Silence fell below as many of the adults, anxious to part with as little as possible, sorted through the chests once more. As Papa would not be parted from his tools – ‘Or what will I build our house with?’ he asked as I pulled out his adze heads, already divorced from their handles to save room – it fell to Mama to decide what must be left behind. I took out items and presented them to her as she fed Hermine, waiting for her to nod or shake her head. Clothes. Pins. Some silverware.

‘This could be sent later,’ I said, taking out a bolt of black cloth. ‘What is it for, anyway?’

Mama passed Hermine to her other breast. ‘I bought it for you,’ she said, and gave me a sudden, warm smile.

‘For me?’

‘It is for your wedding dress.’

I snorted. ‘What?’

Mama said nothing. Her smile faded a little.

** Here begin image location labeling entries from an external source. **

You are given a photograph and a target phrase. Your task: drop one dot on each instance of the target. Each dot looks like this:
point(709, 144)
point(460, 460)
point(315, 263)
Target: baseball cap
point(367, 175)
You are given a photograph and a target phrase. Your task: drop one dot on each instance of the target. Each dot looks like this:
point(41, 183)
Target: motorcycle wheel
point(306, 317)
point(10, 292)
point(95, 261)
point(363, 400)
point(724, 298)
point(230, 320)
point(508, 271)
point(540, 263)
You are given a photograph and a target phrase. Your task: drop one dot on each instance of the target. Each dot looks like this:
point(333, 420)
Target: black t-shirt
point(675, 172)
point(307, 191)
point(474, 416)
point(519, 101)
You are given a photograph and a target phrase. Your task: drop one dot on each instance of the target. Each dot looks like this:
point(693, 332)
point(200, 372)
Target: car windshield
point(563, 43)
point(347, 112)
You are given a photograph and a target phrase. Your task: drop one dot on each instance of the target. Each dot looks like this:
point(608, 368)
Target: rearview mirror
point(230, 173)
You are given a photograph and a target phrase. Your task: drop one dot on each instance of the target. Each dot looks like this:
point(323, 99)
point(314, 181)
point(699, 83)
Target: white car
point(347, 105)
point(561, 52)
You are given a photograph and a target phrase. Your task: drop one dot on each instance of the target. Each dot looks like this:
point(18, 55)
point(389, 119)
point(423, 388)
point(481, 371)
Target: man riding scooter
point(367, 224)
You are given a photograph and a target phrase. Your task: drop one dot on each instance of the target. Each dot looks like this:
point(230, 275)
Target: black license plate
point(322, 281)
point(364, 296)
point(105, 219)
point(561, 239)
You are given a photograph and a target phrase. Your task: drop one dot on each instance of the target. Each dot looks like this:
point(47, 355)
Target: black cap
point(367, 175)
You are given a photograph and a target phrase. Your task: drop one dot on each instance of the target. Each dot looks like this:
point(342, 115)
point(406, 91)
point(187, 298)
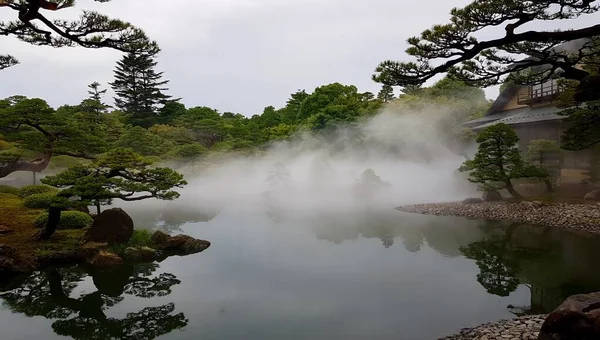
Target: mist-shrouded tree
point(386, 94)
point(529, 56)
point(547, 155)
point(498, 161)
point(119, 174)
point(31, 125)
point(90, 30)
point(139, 88)
point(94, 103)
point(498, 266)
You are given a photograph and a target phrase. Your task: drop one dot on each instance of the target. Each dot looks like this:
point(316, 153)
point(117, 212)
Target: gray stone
point(578, 317)
point(492, 196)
point(592, 196)
point(140, 254)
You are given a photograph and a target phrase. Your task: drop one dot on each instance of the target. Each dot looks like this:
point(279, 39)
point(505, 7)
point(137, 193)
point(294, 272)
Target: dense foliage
point(498, 161)
point(119, 174)
point(68, 220)
point(90, 30)
point(456, 48)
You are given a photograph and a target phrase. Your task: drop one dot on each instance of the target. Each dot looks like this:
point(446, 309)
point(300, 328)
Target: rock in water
point(578, 317)
point(182, 244)
point(492, 196)
point(5, 230)
point(140, 254)
point(112, 226)
point(592, 196)
point(91, 249)
point(105, 259)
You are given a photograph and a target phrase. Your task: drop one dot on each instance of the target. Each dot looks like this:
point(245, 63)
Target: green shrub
point(35, 189)
point(68, 220)
point(153, 159)
point(62, 161)
point(7, 189)
point(4, 145)
point(39, 201)
point(191, 150)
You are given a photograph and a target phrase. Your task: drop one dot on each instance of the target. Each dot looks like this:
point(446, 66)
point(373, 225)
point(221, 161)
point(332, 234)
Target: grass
point(14, 215)
point(139, 238)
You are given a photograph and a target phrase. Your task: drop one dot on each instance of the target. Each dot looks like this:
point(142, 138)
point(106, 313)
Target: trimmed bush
point(153, 159)
point(39, 201)
point(68, 220)
point(36, 189)
point(7, 189)
point(4, 145)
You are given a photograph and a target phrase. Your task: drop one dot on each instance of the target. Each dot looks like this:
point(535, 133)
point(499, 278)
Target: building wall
point(574, 163)
point(513, 102)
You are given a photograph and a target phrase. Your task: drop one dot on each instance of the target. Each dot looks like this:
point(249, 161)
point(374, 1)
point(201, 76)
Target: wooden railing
point(539, 94)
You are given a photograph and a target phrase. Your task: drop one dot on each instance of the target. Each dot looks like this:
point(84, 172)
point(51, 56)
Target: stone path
point(584, 217)
point(523, 328)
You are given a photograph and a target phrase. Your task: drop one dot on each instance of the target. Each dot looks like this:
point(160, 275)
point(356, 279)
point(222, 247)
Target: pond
point(372, 274)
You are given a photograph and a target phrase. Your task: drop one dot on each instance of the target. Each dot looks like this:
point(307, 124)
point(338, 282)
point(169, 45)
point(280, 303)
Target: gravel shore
point(583, 217)
point(523, 328)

‘I’m only sixteen, Mama. It can be sent on later. If at all,’ I added under my breath.

‘You’ll be seventeen this year.’

‘Well, I won’t be getting married this year.’

‘I was sixteen when I married your father.’ She gave me a look with such an edge to it I felt like I’d been cut. ‘Put it under the mattress.’

I did as she said reluctantly, thinking that, if Mama was called away by Papa or one of the other women, I might have an opportunity to quickly pull the cloth back out and shove it into the chest that would be returning to the docks. The idea of sleeping on the material that would clothe me on my wedding day filled me with uneasiness.

But Mama did not shift from her seat, and the chest was nailed down by Papa before my eyes.